The best romances come naturally. Set dinner dates will never compare to finding that thing you don’t have to schedule to share and enjoy an intimate moment. That thing that binds you together effortlessly. Some of us find that while sharing a pizza and buffalo wings over Law and Order SVU. For Caracas Chronicles contributors Anabella Abadi and Carlos García-Soto, nerding out and writing is their thing.
“El Control de precios en Venezuela (1939-2015): De la Segunda Guerra Mundial a la Guerra Económica,” is their first book together. I say first because I’m sure (and hope) there’s so much more where that came from.
The book covers all you need to know about price controls, including their history, regulation within the Venezuelan legal system and, of course, their economic consequences. Some graphs ought to be included in high school history books, or simply tattooed (literally speaking) onto the foreheads of Venezuelan eighth graders so they can read them everyday while washing their teeth, and understand why they are not using toothpaste but a menjurje granny made instead:
The first years of price controls in Venezuela clearly revealed a pattern that would repeat itself once and again throughout history: all controls applied isolated will not keep inflation at bay, since prices will rise whenever bank bill issuing is higher to the increase of goods and services offered.
They start with Eleazar López Contreras in 1939, and with the framing of the first legal instrument to regulate a system of price controls in 1941, under Medina Angarita.
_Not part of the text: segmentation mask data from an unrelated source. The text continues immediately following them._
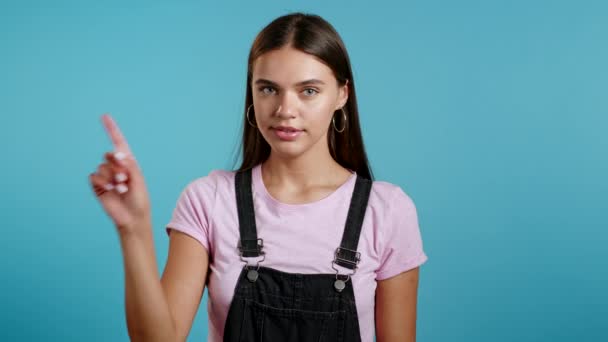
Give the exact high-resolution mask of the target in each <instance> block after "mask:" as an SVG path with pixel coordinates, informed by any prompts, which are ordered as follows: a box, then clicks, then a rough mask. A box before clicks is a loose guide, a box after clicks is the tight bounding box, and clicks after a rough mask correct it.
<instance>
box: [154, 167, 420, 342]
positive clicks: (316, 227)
mask: <svg viewBox="0 0 608 342" xmlns="http://www.w3.org/2000/svg"><path fill="white" fill-rule="evenodd" d="M261 172H262V171H261V167H260V165H258V166H256V167H254V168H253V170H252V178H253V179H252V184H253V191H252V192H253V200H254V208H255V218H256V225H257V230H258V238H262V239H263V240H264V251H265V253H266V259H265V260H264V262H263V263H262V265H263V266H266V267H271V268H275V269H277V270H280V271H283V272H290V273H303V274H310V273H330V274H331V273H335V271H334V270H333V269H332V267H331V266H332V260H333V258H334V252H335V250H336V248H338V247H339V246H340V241H341V239H342V232H343V231H344V223H345V220H346V216H347V213H348V207H349V204H350V198H351V195H352V191H353V189H354V186H355V180H356V174H355V173H353V175H352V176H351V177H350V178H349V179H348V180H347V181H346V182H345V183H344V184H342V185H341V186H340V187H339V188H338V189H337V190H336V191H334V192H333V193H331V194H330V195H329V196H327V197H325V198H323V199H321V200H318V201H316V202H312V203H306V204H286V203H282V202H279V201H277V200H276V199H274V198H273V197H272V196H271V195H270V194H269V193H268V191H267V190H266V187H265V185H264V182H263V180H262V174H261ZM166 229H167V234H169V233H170V231H171V229H175V230H178V231H181V232H184V233H186V234H188V235H190V236H192V237H193V238H195V239H196V240H198V241H199V242H200V243H201V244H202V245H203V246H204V247H205V249H206V250H207V251H208V253H209V257H210V258H209V260H210V261H209V282H208V284H207V289H208V291H209V292H208V294H209V299H208V308H207V309H208V313H209V339H208V340H209V341H212V342H220V341H222V338H223V334H224V324H225V322H226V317H227V315H228V309H229V307H230V303H231V301H232V296H233V293H234V289H235V286H236V282H237V279H238V276H239V274H240V272H241V270H242V268H243V266H244V263H243V262H242V261H241V260H240V258H239V255H238V249H237V245H238V241H239V226H238V214H237V207H236V195H235V190H234V172H232V171H221V170H216V171H212V172H211V173H210V174H209V175H208V176H206V177H201V178H198V179H196V180H194V181H192V182H191V183H190V184H188V185H187V186H186V188H185V189H184V190H183V192H182V193H181V195H180V198H179V200H178V201H177V204H176V207H175V210H174V211H173V216H172V218H171V221H170V222H169V223H168V224H167V228H166ZM358 251H359V252H360V253H361V262H360V263H359V268H358V269H357V272H356V274H355V275H354V276H352V281H353V288H354V290H355V301H356V305H357V314H358V316H359V326H360V329H361V339H362V341H363V342H366V341H370V342H371V341H373V337H374V328H375V327H374V299H375V298H374V297H375V291H376V282H377V281H378V280H383V279H387V278H390V277H392V276H395V275H398V274H399V273H402V272H405V271H408V270H410V269H412V268H415V267H417V266H419V265H421V264H422V263H424V262H425V261H426V260H427V256H426V255H425V253H424V251H423V248H422V240H421V237H420V230H419V227H418V218H417V214H416V208H415V206H414V203H413V202H412V200H411V199H410V198H409V197H408V196H407V195H406V194H405V193H404V192H403V191H402V190H401V188H399V187H398V186H396V185H393V184H390V183H387V182H381V181H375V182H374V183H373V186H372V190H371V193H370V198H369V202H368V207H367V211H366V214H365V219H364V221H363V227H362V230H361V237H360V240H359V247H358ZM251 259H253V258H251ZM253 260H254V261H255V260H256V259H253ZM340 268H341V267H340ZM343 270H344V271H345V272H343V273H345V274H346V273H349V272H346V271H349V270H347V269H345V268H344V269H343Z"/></svg>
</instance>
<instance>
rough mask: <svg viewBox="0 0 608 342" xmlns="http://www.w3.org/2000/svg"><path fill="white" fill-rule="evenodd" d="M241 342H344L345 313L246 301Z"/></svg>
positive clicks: (341, 312)
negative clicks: (335, 341)
mask: <svg viewBox="0 0 608 342" xmlns="http://www.w3.org/2000/svg"><path fill="white" fill-rule="evenodd" d="M244 304H245V305H244V314H243V321H242V324H241V334H240V336H241V338H240V342H275V341H294V342H324V341H332V342H333V341H338V342H342V340H343V337H344V319H345V317H346V312H345V311H333V312H319V311H306V310H298V309H282V308H275V307H271V306H268V305H264V304H260V303H257V302H254V301H250V300H245V303H244Z"/></svg>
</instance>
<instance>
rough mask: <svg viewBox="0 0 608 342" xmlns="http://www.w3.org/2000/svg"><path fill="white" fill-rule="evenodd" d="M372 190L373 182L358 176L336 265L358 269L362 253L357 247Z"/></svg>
mask: <svg viewBox="0 0 608 342" xmlns="http://www.w3.org/2000/svg"><path fill="white" fill-rule="evenodd" d="M371 189H372V181H371V180H369V179H365V178H363V177H360V176H359V175H357V181H356V182H355V189H354V190H353V195H352V198H351V200H350V207H349V208H348V216H347V217H346V224H345V227H344V233H343V235H342V242H340V247H339V248H338V249H336V253H335V257H334V261H333V262H334V263H335V264H337V265H340V266H342V267H346V268H348V269H351V270H354V269H356V268H357V264H359V260H360V257H361V253H359V252H357V246H358V245H359V237H360V236H361V228H362V226H363V218H364V217H365V210H366V209H367V202H368V200H369V194H370V192H371Z"/></svg>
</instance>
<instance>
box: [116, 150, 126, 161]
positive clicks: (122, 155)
mask: <svg viewBox="0 0 608 342" xmlns="http://www.w3.org/2000/svg"><path fill="white" fill-rule="evenodd" d="M126 157H127V154H126V153H124V152H120V151H119V152H116V153H114V158H116V160H123V159H125V158H126Z"/></svg>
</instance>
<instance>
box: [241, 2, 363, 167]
mask: <svg viewBox="0 0 608 342" xmlns="http://www.w3.org/2000/svg"><path fill="white" fill-rule="evenodd" d="M345 119H346V120H345ZM243 127H244V129H243V141H242V146H241V149H242V153H243V156H242V157H243V160H242V164H241V167H240V168H239V170H244V169H248V168H251V167H253V166H255V165H257V164H259V163H261V162H263V161H265V160H266V159H267V158H268V157H269V156H270V153H271V151H272V153H276V154H279V155H282V156H284V157H288V158H289V157H297V156H298V155H301V154H303V153H310V152H311V151H314V150H316V152H313V153H317V152H320V153H323V149H325V151H327V150H328V151H329V153H330V155H331V156H332V157H333V159H334V160H336V162H338V163H339V164H340V165H342V166H343V167H346V168H349V169H351V170H355V171H357V173H358V174H359V175H361V176H363V177H366V178H370V179H371V178H372V174H371V170H370V168H369V164H368V161H367V156H366V154H365V149H364V145H363V139H362V135H361V128H360V124H359V117H358V110H357V101H356V95H355V84H354V81H353V76H352V70H351V66H350V60H349V58H348V53H347V52H346V48H345V47H344V43H343V42H342V40H341V38H340V36H339V35H338V33H337V32H336V31H335V30H334V28H333V27H332V26H331V25H330V24H329V23H328V22H326V21H325V20H323V19H322V18H321V17H319V16H316V15H306V14H301V13H294V14H290V15H286V16H282V17H279V18H277V19H275V20H274V21H273V22H271V23H270V24H269V25H268V26H266V27H265V28H264V29H263V30H262V31H261V32H260V33H259V34H258V36H257V37H256V39H255V41H254V42H253V45H252V47H251V51H250V53H249V60H248V71H247V92H246V98H245V108H244V113H243ZM293 130H295V132H292V131H293Z"/></svg>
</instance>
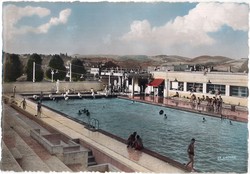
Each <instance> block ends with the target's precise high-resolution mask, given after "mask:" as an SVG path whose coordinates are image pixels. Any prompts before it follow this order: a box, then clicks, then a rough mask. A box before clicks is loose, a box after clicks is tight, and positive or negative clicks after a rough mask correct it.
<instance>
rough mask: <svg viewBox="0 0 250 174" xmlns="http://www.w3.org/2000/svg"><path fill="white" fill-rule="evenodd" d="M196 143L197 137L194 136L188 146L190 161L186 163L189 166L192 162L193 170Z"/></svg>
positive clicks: (186, 165) (189, 158) (187, 150)
mask: <svg viewBox="0 0 250 174" xmlns="http://www.w3.org/2000/svg"><path fill="white" fill-rule="evenodd" d="M194 143H195V139H194V138H192V140H191V143H190V144H189V146H188V149H187V152H188V157H189V159H190V160H189V162H188V163H187V164H186V166H188V165H189V164H191V170H192V171H193V169H194Z"/></svg>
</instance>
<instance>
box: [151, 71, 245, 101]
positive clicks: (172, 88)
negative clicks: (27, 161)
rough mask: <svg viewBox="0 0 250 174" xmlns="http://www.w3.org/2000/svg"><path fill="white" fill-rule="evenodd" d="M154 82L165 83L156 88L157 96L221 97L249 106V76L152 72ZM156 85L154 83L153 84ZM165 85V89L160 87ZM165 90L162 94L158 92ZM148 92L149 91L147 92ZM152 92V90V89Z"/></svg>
mask: <svg viewBox="0 0 250 174" xmlns="http://www.w3.org/2000/svg"><path fill="white" fill-rule="evenodd" d="M150 73H151V74H152V77H153V79H154V80H157V81H158V82H159V79H161V80H162V81H163V82H164V83H162V84H159V88H158V86H157V85H156V86H155V85H154V86H149V88H152V87H153V88H154V91H155V92H156V95H157V94H161V93H162V96H164V97H171V96H173V95H175V94H176V92H178V93H179V97H184V98H190V97H191V95H192V94H195V95H196V96H197V97H202V96H203V95H204V96H205V97H206V96H208V97H214V96H218V95H221V97H222V98H223V101H224V102H225V103H228V104H231V105H240V106H247V100H248V74H247V73H231V72H202V71H197V72H194V71H189V72H177V71H159V70H157V71H151V72H150ZM151 84H154V81H152V82H151ZM160 85H163V88H162V87H161V86H160ZM161 89H163V91H162V92H159V91H158V90H161ZM146 91H147V90H146ZM151 91H152V89H151Z"/></svg>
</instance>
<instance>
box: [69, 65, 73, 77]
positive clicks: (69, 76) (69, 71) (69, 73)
mask: <svg viewBox="0 0 250 174" xmlns="http://www.w3.org/2000/svg"><path fill="white" fill-rule="evenodd" d="M71 65H72V64H71V63H70V64H69V81H70V82H71V80H72V72H71V71H72V69H71V68H72V67H71Z"/></svg>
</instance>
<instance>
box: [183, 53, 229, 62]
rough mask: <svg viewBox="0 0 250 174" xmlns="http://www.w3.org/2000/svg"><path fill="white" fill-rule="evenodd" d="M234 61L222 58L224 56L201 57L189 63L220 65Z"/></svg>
mask: <svg viewBox="0 0 250 174" xmlns="http://www.w3.org/2000/svg"><path fill="white" fill-rule="evenodd" d="M231 60H233V59H231V58H228V57H222V56H207V55H204V56H199V57H195V58H193V59H190V60H189V61H187V62H190V63H195V64H206V63H210V62H213V63H219V62H227V61H231Z"/></svg>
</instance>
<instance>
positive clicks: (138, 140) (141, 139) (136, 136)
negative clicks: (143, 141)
mask: <svg viewBox="0 0 250 174" xmlns="http://www.w3.org/2000/svg"><path fill="white" fill-rule="evenodd" d="M142 149H143V143H142V139H141V137H140V136H139V135H137V136H136V140H135V150H142Z"/></svg>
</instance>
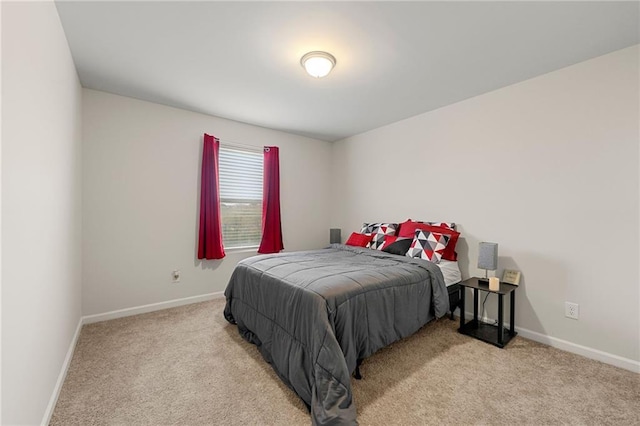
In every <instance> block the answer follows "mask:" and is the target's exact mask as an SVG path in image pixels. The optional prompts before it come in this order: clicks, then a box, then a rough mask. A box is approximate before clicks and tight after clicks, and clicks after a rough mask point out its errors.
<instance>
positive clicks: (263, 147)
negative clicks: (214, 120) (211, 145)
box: [218, 138, 264, 151]
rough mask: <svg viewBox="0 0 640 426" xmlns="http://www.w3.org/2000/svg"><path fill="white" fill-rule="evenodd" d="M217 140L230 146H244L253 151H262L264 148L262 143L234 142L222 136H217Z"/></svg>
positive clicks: (242, 146) (234, 141)
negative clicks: (218, 140) (224, 138)
mask: <svg viewBox="0 0 640 426" xmlns="http://www.w3.org/2000/svg"><path fill="white" fill-rule="evenodd" d="M218 140H219V141H220V143H222V144H225V145H228V146H231V147H236V148H245V149H250V150H253V151H262V150H263V149H264V146H262V145H258V146H256V145H249V144H246V143H240V142H235V141H232V140H229V139H222V138H218Z"/></svg>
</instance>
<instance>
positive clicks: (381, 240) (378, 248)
mask: <svg viewBox="0 0 640 426" xmlns="http://www.w3.org/2000/svg"><path fill="white" fill-rule="evenodd" d="M371 237H372V238H371V241H370V242H369V244H367V247H369V248H370V249H372V250H381V251H382V249H383V248H385V247H387V246H388V245H390V244H393V243H395V242H396V240H397V239H398V237H395V236H393V235H384V234H371Z"/></svg>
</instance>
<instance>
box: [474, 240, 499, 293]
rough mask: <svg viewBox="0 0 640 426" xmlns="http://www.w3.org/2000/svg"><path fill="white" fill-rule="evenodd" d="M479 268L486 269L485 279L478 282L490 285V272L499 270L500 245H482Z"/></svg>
mask: <svg viewBox="0 0 640 426" xmlns="http://www.w3.org/2000/svg"><path fill="white" fill-rule="evenodd" d="M478 268H480V269H484V278H479V279H478V281H479V282H483V283H487V284H489V271H495V270H496V269H498V243H487V242H481V243H480V246H479V250H478Z"/></svg>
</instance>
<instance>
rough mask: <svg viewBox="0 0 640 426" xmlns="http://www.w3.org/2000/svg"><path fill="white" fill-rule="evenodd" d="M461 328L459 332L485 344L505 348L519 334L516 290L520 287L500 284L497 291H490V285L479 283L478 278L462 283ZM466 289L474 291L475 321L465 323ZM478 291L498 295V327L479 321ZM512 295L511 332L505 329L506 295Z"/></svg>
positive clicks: (474, 278) (460, 320)
mask: <svg viewBox="0 0 640 426" xmlns="http://www.w3.org/2000/svg"><path fill="white" fill-rule="evenodd" d="M460 287H461V289H460V290H461V292H460V293H461V294H460V296H461V297H460V328H459V329H458V331H459V332H460V333H462V334H466V335H467V336H472V337H475V338H476V339H480V340H482V341H484V342H487V343H491V344H492V345H495V346H497V347H499V348H504V347H505V345H506V344H507V343H509V341H510V340H511V339H512V338H514V337H515V336H516V335H517V334H518V333H516V329H515V311H516V309H515V307H516V289H517V288H518V286H515V285H511V284H507V283H502V282H501V283H500V288H499V289H498V290H496V291H493V290H489V283H485V282H482V281H479V280H478V278H469V279H467V280H464V281H462V282H461V283H460ZM465 288H470V289H473V320H471V321H469V322H465V319H464V310H465ZM478 291H486V292H489V293H495V294H497V295H498V325H493V324H486V323H484V322H481V321H478ZM505 294H509V295H511V313H510V315H509V322H510V323H511V327H510V329H509V330H505V329H504V295H505Z"/></svg>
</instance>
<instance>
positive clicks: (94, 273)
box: [82, 89, 331, 315]
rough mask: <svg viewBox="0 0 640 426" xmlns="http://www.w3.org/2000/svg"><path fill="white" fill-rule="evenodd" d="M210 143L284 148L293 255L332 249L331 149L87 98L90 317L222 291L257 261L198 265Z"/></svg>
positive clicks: (83, 145) (142, 101)
mask: <svg viewBox="0 0 640 426" xmlns="http://www.w3.org/2000/svg"><path fill="white" fill-rule="evenodd" d="M213 96H215V94H214V95H213ZM203 133H209V134H213V135H215V136H217V137H218V138H220V139H221V143H223V144H224V142H225V140H226V141H229V140H230V141H234V142H237V143H242V144H250V145H255V146H263V145H277V146H279V147H280V182H281V189H280V190H281V203H282V204H281V209H282V226H283V238H284V246H285V250H287V251H292V250H302V249H312V248H320V247H323V246H326V245H327V244H328V243H329V212H330V208H329V202H328V201H329V196H330V187H329V185H330V180H331V179H330V173H329V171H330V170H329V165H330V161H331V144H329V143H327V142H322V141H317V140H313V139H308V138H304V137H300V136H294V135H291V134H287V133H283V132H278V131H274V130H269V129H265V128H261V127H256V126H251V125H247V124H242V123H238V122H234V121H229V120H224V119H221V118H216V117H211V116H207V115H203V114H197V113H194V112H189V111H184V110H180V109H176V108H171V107H167V106H163V105H158V104H154V103H150V102H144V101H140V100H136V99H131V98H126V97H122V96H117V95H112V94H107V93H104V92H99V91H94V90H88V89H83V143H84V145H83V161H84V162H83V178H84V179H83V293H82V295H83V312H84V314H85V315H92V314H100V313H104V312H109V311H113V310H118V309H125V308H130V307H135V306H141V305H146V304H152V303H160V302H164V301H169V300H174V299H180V298H185V297H191V296H197V295H203V294H208V293H212V292H219V291H223V290H224V289H225V287H226V285H227V282H228V280H229V277H230V276H231V272H232V271H233V268H234V266H235V265H236V264H237V262H238V261H239V260H241V259H243V258H245V257H248V256H251V255H255V254H256V253H255V251H253V252H242V253H238V252H235V253H234V252H229V251H228V252H227V256H226V257H225V258H224V259H222V260H219V261H213V260H209V261H204V262H201V261H199V260H197V259H196V251H197V250H196V249H197V229H198V228H197V223H198V214H199V213H198V212H199V207H198V206H199V201H198V200H199V179H200V163H201V155H202V135H203ZM173 269H180V270H181V271H182V278H181V283H180V284H172V283H171V271H172V270H173Z"/></svg>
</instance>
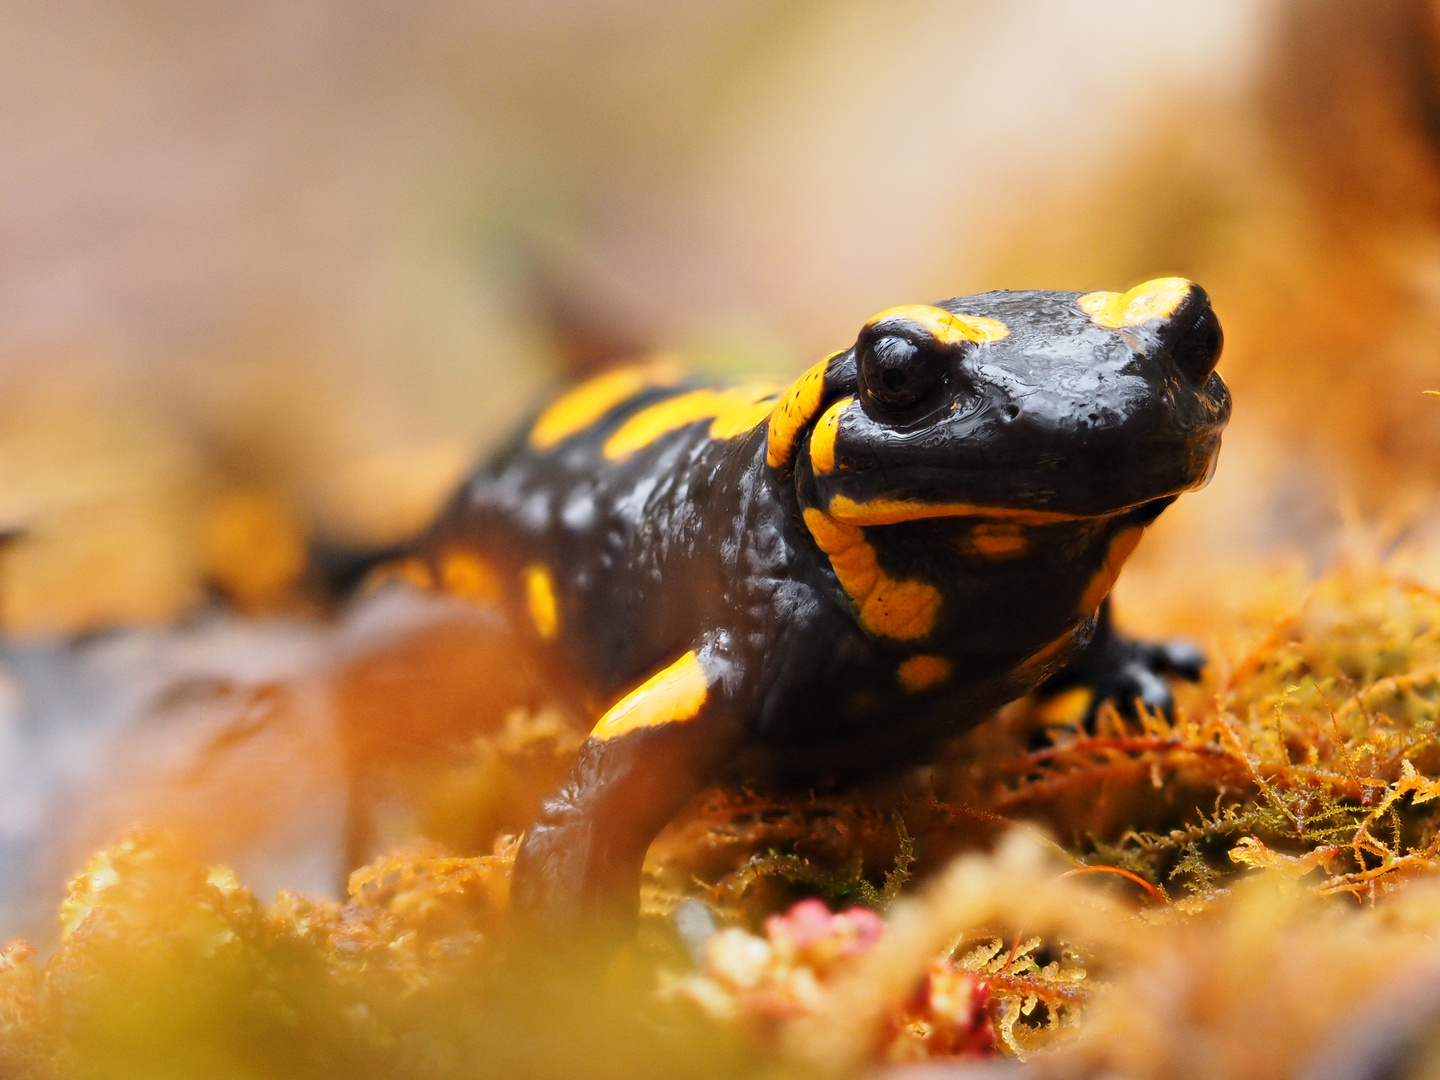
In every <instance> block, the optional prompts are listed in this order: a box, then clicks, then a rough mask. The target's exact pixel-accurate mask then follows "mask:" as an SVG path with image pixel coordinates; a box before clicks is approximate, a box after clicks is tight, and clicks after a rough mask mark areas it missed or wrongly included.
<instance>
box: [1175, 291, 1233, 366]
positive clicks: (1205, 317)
mask: <svg viewBox="0 0 1440 1080" xmlns="http://www.w3.org/2000/svg"><path fill="white" fill-rule="evenodd" d="M1224 347H1225V334H1224V331H1223V330H1221V328H1220V320H1218V318H1215V312H1214V311H1211V310H1210V308H1208V307H1207V308H1205V310H1204V311H1202V312H1201V315H1200V318H1197V320H1195V324H1194V325H1192V327H1191V328H1189V330H1187V331H1185V334H1184V336H1182V337H1181V338H1179V341H1176V343H1175V346H1174V350H1172V353H1171V356H1174V357H1175V364H1176V366H1178V367H1179V370H1181V372H1184V373H1185V377H1188V379H1189V380H1191V382H1192V383H1197V384H1198V383H1204V382H1205V380H1207V379H1208V377H1210V373H1211V372H1214V370H1215V364H1217V363H1220V350H1221V348H1224Z"/></svg>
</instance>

It’s an interesting yet disturbing trip through (almost) 80 years of price controls which end, well, at the very End of Times, with 21st Century Socialism.
Anabella and Carlos’s work spares no detail, and the book is packed with joyful little nuggets of terror such as this paper clipping from Panorama in 1973:
As you can see, the madness started early on.
El control de precios en Venezuela is an important and useful document for lawyers, economists, and historians alike. It’s the kind of work we need from our academics in times such as these. It’s a reflection upon the mistakes we’ve been making (and consistently repeating) in the last eight decades as well as a guide to what’s wrong with current economic policy.
A guide to what not to do.
You can find the book at CEDICE (Edif. de la Cámara de Comercio), and soon at your local bookstore. Si los controles lo permiten.
On a lighter note: If writing is a passion that Anabella and Carlos share, it was the price control what actually brought them together. Last week was the second anniversary of the first time Carlos, a Lawyer, wrote Anabella to ask her economic insight on the subject. A question turned into a book. A book turned into a life together. One of many funny ways in which la Patria brings people together.
Unlike most Venezuelans, Carlos got more than what he bargained for.